When my Mom got involved it changed. We took on bigger projects, did more construction, hired more people and expanded the scope of the business. My mom felt we needed a name that matched the scope of our business.
And she was right. Certainly my mother had her weaknesses, but have no doubt, she was smart and driven. Though my father was nominally listed as 'president' of the company, my mom ran things.
All through high school Taylor and I worked for DOS (Designed Outdoor Spaces) on weekends, vacations, and throughout the summer. I liked the work. The challenges I had reading shaped the way I learned things. I paid close attention, extremely focused on the goal. This served me well within the family business. This was one of the few areas in which my skill surpassed Taylor's.
When Taylor and I worked together it was always a competition. Who could do things faster, who was stronger, etc. It wasn't long before I began beating Taylor at these competitions regularly. This infuriated him. His younger, smaller, brother was outdoing him.

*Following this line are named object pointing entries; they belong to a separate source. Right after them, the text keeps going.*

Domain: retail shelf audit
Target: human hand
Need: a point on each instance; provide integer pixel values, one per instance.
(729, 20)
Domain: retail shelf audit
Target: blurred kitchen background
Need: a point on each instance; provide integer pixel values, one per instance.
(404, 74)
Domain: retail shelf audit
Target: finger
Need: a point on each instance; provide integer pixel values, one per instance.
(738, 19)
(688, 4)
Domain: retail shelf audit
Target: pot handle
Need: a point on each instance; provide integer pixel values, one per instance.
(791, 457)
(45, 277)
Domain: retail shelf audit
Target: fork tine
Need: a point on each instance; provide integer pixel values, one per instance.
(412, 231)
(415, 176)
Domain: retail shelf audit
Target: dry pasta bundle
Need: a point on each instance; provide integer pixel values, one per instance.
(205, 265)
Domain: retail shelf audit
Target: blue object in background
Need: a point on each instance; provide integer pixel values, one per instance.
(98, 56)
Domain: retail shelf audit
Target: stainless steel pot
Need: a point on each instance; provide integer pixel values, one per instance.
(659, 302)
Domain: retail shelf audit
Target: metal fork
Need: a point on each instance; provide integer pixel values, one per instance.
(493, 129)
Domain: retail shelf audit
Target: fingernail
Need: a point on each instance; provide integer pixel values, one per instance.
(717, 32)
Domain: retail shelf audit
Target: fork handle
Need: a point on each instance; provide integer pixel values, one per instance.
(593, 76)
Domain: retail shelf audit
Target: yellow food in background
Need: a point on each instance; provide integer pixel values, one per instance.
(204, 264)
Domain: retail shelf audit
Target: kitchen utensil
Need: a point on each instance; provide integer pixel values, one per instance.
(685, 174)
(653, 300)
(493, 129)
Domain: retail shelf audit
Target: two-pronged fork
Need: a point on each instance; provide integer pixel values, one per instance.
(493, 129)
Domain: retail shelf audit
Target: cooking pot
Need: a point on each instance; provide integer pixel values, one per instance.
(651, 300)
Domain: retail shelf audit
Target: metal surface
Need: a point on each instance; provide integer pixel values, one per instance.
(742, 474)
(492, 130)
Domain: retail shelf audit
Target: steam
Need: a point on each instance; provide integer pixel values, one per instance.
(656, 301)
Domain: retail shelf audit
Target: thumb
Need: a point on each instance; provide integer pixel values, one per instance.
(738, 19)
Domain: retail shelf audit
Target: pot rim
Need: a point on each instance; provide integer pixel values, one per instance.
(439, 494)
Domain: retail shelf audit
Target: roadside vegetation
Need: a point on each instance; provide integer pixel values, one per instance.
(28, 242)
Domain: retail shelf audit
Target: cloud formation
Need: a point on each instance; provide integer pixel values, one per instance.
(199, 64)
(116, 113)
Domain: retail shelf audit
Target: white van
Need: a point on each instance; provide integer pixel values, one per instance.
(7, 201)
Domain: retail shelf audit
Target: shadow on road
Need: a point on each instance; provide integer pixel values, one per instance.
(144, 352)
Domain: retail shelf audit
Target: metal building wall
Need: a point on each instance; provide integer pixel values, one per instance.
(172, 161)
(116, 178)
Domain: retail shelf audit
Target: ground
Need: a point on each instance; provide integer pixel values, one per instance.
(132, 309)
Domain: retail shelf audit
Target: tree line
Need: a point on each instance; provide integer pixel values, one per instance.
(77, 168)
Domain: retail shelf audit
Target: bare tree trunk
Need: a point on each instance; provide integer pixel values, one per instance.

He rationalized my superior workmanship by saying the work was 'blue collar. That he was a 'white collar' type. The work was below him, and on and on. The summer I graduated Taylor stayed back east to do an internship. I worked for the family business that summer. I have to admit I felt far less stress with Taylor not around.
My plan was to go to community college in the fall and continue to work at the family business, DOS. By the end of the summer I was running a crew by myself. My dad ran the landscaping crew, and Roman, our grouchy, long term employee, was in charge of the construction crew. My mom ran the business from the home office.
The office was in a shop on my parents' large three acre property. On the property was our newer family home, the large shop with the office at one end, and the original small older house that was now vacant on the property. The land was worth a lot of money. Prime land was valuable in Central Oregon.
Throughout high school I'd had a few girlfriends. Nothing too serious, nor long term. In high school I was always known as Taylor's little brother, so much so, I began to think of myself like that. My confidence with the opposite sex was not particularly high.